Les discussions sur le règlement relatif au retrait des contenus terroristes dans l'heure ne reprendront « pas cette semaine ». « Nous visons maintenant fin novembre », a indiqué une source à EUROPE, mardi 17 novembre.
Repoussée d'une semaine jeudi dernier, la nouvelle réunion entre Conseil et PE, un temps considérée comme pouvant être conclusive, a finalement du mal à se concrétiser.
Fin octobre, le PE s’était montré assez ouvert vis-à-vis de la dernière proposition de compromis sur la nature transfrontalière d'un ordre de retrait dans l'heure des contenus terroristes : l’autorité de l’État membre où est hébergé le serveur ou la plateforme d’hébergement concernée était dotée d’une capacité de confirmation active dans un délai de 24 heures en produisant une décision positive et non plus une seule confirmation ‘tacite’. Elle pouvait aussi refuser cet ordre de retrait, mais, dans les deux cas, le contenu visé était rendu inaccessible le temps que la décision soit prise.

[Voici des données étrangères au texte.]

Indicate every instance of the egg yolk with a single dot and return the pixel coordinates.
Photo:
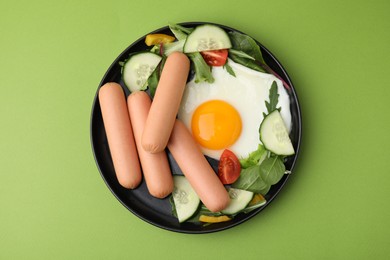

« Notre ouverture sur le volet transfrontalier dépendait de sauvegardes supplémentaires reçues en échange », explique une source parlementaire proche du dossier, « mais ce qui a été proposé ne nous convient pas ».
Le PE, derrière son négociateur polonais, Patryk Jaki (CRE), rejette notamment les offres sur les notions de définitions et de ‘référés’ (referrals).
La suppression pure et simple de ces référés - utilisés notamment par Europol comme mécanisme d’alerte directe sur du contenu terroriste auprès des serveurs et plateformes - avait été proposée au PE en échange d'un texte amendé sur ces référés, dont ceux d’Europol, et sur les serveurs ou plateformes d’hébergement, gardant la décision finale sur le retrait du contenu.
Selon une autre source, c’est également au sein du Conseil que les choses bloqueraient, tous les États membres n’étant pas d’accord pour donner ce droit de confirmation active. Pour certains, l’ordre de retrait émis par une autorité nationale ne peut en effet souffrir d’aucun retard ou complication administrative dans sa mise en œuvre.